What are good uses for job arrays?

griznog · January 8, 2019, 9:13pm

An example which reads multiple parameters from a separate file is handy, e.g. in the job script:

#!/bin/bash
# An input file with a line for each array element
# and parameters separated by spaces.
PARAMS=/path/to/parameter/file.txt
read -ra params <<<"$(sed ${SLURM_ARRAY_TASK_ID}'q;d' $PARAMS)"

After which params will be an array with all the things from line ${SLURM_ARRAY_TASK_ID} in the $PARAMS file. By using an array it allows the number of parameters to change, so the next lines in the script might be

command -t ${params[0]} -b ${params[1]} ${params[@]:2}

to use the first two elements to set parameters and then pass everything else to the command.

Once a parameter file is ready (by whatever means it is created) the job can then be submitted with

sbatch --array=1-$(awk 'END{print NR}' /path/to/parameter/file.txt) job_array.sh

edit: Although I use the line read from the file as parameters here, there’s no reason why the entire command can’t be in the parameter file, so the array can be used really to run any arbitrary set of commands as the tasks.

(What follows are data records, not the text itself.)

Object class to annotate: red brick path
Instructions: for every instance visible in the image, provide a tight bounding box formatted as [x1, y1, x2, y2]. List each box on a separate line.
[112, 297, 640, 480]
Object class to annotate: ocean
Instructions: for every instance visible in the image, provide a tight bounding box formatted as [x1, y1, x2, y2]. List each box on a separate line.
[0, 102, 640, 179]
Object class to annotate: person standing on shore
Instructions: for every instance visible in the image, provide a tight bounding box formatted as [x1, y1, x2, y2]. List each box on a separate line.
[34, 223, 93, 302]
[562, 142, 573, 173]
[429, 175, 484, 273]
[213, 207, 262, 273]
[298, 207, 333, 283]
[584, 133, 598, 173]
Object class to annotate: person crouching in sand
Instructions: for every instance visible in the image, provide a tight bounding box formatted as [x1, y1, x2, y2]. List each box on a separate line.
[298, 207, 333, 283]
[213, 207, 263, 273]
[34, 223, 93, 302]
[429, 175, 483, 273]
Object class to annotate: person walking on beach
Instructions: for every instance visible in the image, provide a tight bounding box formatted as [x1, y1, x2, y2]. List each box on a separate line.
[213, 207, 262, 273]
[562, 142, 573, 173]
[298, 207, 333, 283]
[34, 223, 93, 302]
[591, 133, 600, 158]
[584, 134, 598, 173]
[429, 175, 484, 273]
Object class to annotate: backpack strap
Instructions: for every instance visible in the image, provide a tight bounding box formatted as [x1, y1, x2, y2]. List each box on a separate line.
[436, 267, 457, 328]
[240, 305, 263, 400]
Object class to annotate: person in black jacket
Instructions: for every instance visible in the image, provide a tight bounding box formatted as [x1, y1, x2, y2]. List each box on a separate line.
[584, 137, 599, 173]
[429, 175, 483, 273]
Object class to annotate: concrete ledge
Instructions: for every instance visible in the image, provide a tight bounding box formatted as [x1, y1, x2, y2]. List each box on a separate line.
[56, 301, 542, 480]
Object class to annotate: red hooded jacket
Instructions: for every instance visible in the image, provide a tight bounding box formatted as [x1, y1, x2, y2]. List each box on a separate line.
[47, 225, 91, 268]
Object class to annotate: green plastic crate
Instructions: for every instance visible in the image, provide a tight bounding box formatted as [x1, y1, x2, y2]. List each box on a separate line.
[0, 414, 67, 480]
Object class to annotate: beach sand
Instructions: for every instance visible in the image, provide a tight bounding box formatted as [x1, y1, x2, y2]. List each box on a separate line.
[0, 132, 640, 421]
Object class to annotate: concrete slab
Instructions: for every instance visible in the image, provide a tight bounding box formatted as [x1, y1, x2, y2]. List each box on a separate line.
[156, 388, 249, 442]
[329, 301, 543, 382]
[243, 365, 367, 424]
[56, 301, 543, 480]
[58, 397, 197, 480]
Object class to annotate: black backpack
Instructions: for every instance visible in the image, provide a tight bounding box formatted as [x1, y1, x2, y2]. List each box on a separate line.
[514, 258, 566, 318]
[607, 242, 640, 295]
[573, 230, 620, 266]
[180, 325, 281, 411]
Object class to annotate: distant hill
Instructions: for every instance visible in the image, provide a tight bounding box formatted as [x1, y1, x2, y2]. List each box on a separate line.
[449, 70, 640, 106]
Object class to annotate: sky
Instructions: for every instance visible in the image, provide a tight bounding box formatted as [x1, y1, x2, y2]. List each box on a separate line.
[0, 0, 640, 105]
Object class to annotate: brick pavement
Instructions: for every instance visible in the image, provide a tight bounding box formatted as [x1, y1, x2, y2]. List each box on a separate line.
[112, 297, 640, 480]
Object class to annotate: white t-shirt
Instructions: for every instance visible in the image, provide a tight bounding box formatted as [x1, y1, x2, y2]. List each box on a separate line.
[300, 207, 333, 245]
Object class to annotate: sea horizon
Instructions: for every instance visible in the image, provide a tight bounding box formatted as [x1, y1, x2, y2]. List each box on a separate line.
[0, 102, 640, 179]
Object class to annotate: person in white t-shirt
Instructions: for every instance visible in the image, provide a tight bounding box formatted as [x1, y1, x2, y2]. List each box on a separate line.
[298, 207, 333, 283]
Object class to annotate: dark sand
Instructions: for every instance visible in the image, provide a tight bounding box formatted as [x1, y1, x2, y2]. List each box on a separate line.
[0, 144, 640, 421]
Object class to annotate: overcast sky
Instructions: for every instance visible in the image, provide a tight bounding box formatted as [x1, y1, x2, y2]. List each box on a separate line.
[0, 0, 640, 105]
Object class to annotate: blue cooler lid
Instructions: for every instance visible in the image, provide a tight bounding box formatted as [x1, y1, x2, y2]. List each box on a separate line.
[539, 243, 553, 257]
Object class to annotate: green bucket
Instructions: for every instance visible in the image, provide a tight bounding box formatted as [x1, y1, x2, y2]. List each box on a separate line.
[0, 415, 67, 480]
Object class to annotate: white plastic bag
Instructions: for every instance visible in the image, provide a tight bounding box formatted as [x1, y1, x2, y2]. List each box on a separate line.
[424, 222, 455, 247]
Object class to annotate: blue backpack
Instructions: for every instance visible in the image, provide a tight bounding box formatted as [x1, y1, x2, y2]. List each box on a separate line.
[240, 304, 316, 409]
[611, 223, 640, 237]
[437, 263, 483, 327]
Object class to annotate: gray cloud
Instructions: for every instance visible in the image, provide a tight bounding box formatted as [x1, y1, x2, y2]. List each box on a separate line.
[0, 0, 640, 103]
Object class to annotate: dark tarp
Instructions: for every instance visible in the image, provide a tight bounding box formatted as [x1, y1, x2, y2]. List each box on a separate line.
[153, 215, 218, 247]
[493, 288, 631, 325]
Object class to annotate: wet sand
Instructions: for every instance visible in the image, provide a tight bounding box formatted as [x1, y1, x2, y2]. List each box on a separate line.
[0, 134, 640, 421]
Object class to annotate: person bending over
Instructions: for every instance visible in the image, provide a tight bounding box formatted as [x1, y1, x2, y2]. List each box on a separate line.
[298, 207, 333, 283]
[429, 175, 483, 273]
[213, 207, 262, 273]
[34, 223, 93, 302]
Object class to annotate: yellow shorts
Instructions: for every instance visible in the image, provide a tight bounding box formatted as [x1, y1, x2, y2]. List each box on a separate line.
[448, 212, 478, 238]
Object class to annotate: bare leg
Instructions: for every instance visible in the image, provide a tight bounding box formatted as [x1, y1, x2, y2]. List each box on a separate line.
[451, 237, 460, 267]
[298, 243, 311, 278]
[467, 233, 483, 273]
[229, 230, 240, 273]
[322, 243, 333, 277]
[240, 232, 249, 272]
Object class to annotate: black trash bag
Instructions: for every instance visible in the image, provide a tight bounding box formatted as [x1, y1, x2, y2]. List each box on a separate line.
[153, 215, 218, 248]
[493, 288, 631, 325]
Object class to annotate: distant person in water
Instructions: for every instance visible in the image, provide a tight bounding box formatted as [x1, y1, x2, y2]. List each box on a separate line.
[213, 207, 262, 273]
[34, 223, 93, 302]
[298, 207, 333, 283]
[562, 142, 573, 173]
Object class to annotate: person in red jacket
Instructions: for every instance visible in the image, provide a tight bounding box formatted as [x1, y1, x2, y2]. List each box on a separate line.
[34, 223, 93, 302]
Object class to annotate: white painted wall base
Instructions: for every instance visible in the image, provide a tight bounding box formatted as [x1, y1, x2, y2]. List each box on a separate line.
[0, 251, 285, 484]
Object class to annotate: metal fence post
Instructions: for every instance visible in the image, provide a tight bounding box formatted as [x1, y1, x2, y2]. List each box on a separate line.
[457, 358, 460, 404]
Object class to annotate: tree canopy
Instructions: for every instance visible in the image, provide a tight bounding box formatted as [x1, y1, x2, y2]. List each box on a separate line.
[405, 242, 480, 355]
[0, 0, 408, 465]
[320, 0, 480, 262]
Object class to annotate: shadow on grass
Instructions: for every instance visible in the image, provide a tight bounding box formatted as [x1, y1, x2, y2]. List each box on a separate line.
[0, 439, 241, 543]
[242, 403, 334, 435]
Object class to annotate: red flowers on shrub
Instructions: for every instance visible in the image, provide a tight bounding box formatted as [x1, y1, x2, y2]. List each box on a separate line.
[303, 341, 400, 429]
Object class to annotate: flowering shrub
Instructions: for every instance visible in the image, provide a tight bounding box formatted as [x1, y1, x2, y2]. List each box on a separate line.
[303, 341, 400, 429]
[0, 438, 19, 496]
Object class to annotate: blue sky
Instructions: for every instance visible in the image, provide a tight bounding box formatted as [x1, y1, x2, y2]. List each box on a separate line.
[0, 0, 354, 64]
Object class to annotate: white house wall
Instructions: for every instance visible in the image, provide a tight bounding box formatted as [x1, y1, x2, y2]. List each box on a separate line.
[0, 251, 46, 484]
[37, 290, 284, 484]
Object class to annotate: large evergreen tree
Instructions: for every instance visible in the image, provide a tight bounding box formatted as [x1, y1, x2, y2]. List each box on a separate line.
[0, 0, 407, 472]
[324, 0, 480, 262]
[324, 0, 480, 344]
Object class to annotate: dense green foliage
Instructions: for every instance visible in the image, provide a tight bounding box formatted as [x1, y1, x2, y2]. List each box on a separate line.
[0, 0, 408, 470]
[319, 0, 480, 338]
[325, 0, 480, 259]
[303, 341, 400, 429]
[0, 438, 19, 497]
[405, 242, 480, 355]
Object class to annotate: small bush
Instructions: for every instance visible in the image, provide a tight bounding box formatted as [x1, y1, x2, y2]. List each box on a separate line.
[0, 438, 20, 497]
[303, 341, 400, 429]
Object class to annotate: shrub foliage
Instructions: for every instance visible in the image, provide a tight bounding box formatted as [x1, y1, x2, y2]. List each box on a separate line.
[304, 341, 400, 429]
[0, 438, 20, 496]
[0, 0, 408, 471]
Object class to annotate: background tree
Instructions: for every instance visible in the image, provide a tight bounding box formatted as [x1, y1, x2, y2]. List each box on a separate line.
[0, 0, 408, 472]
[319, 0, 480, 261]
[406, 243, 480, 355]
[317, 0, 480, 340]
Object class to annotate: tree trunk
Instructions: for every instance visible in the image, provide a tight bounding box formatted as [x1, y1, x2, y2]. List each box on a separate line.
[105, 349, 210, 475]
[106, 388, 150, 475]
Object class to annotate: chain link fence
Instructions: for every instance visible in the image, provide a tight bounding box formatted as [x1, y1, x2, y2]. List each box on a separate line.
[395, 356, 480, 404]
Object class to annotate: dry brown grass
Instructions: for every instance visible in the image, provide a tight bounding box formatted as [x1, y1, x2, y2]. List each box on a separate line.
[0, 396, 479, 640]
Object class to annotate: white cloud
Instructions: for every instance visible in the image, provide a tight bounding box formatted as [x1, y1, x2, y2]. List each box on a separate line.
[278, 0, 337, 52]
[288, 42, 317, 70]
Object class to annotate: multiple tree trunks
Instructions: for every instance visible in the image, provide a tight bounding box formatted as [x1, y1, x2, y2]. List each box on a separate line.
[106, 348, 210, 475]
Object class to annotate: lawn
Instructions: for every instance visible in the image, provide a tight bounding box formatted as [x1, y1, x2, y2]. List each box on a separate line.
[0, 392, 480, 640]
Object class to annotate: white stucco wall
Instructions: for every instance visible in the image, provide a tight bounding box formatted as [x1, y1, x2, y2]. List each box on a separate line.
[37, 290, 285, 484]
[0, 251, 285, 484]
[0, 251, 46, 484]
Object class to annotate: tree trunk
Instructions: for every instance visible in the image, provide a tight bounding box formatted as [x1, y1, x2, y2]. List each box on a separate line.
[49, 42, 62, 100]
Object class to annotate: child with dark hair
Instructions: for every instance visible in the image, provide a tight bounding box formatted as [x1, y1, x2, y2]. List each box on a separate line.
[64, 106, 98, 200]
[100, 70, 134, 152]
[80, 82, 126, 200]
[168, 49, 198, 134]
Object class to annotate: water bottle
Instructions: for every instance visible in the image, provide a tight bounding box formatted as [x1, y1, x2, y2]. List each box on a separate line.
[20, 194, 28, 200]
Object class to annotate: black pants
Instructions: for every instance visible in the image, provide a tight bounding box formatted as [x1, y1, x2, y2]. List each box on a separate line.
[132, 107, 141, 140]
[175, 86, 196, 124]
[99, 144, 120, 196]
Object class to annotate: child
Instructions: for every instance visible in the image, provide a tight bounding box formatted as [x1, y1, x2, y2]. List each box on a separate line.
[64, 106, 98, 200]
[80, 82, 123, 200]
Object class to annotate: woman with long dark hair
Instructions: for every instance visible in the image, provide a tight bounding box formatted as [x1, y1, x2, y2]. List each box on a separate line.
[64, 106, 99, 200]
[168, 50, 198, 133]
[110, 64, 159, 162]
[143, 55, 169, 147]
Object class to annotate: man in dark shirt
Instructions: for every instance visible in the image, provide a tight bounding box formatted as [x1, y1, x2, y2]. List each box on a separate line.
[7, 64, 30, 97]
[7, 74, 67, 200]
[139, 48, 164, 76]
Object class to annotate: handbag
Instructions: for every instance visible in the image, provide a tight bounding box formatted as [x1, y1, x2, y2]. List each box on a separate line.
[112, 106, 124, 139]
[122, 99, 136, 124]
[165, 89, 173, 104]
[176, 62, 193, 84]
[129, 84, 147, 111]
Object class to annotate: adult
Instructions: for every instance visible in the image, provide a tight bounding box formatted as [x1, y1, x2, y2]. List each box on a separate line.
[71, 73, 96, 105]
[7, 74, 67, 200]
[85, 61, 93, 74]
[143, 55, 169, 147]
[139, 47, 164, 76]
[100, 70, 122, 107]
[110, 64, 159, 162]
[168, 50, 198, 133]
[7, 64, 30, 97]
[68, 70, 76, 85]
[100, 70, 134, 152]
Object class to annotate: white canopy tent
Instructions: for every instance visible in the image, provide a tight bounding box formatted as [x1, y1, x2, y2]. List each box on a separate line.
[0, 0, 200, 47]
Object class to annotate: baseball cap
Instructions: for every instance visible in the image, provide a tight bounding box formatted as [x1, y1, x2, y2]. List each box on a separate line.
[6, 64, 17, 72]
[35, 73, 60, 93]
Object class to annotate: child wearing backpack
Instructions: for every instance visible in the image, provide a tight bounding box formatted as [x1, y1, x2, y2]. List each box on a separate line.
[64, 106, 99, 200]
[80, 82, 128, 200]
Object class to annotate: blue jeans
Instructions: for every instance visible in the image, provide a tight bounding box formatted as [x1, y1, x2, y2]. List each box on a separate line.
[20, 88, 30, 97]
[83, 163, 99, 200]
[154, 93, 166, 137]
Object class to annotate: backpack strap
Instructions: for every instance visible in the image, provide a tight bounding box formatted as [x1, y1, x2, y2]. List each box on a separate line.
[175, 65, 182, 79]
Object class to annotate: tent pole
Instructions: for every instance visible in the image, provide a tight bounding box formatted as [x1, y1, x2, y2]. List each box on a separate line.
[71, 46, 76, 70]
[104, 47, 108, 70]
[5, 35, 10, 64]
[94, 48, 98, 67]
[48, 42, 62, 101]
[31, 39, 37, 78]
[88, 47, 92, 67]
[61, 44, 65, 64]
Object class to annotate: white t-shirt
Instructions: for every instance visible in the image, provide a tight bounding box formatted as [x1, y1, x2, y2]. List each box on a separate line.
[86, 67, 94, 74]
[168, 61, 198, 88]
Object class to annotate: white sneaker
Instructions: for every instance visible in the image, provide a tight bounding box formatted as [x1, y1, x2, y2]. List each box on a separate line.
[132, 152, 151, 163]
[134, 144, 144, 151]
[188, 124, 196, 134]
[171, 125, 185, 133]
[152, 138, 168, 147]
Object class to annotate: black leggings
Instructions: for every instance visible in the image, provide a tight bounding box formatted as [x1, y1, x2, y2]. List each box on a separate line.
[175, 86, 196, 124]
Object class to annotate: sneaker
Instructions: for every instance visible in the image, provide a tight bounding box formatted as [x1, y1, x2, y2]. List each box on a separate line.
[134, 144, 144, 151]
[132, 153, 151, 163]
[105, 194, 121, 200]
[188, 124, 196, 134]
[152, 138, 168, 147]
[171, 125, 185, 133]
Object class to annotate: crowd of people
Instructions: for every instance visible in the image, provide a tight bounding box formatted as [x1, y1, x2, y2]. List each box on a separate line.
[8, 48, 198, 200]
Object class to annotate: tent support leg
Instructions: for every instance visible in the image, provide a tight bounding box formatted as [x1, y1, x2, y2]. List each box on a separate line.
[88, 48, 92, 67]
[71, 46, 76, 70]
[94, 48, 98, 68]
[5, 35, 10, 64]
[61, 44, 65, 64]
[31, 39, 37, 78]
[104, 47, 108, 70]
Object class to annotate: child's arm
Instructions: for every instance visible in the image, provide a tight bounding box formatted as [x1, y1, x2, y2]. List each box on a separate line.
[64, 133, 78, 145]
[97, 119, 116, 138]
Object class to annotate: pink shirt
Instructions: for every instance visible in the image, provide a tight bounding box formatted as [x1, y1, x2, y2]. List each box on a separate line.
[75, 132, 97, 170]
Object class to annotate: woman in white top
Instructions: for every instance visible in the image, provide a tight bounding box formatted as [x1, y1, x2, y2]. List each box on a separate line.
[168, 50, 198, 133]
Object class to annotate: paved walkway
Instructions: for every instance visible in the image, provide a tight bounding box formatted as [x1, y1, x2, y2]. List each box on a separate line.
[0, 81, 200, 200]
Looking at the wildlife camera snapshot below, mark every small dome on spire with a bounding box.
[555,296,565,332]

Also when working on a cluster which limits the number of job array elements, using a step in the array spec and then having each array task run several commands for it’s step can be useful. Say with

--array=1-100:10

Then each element can work on lines ${SLURM_ARRAY_TASK_ID} through ${SLURM_ARRAY_TASK_ID} + 10 of the input file. Season to taste, of course.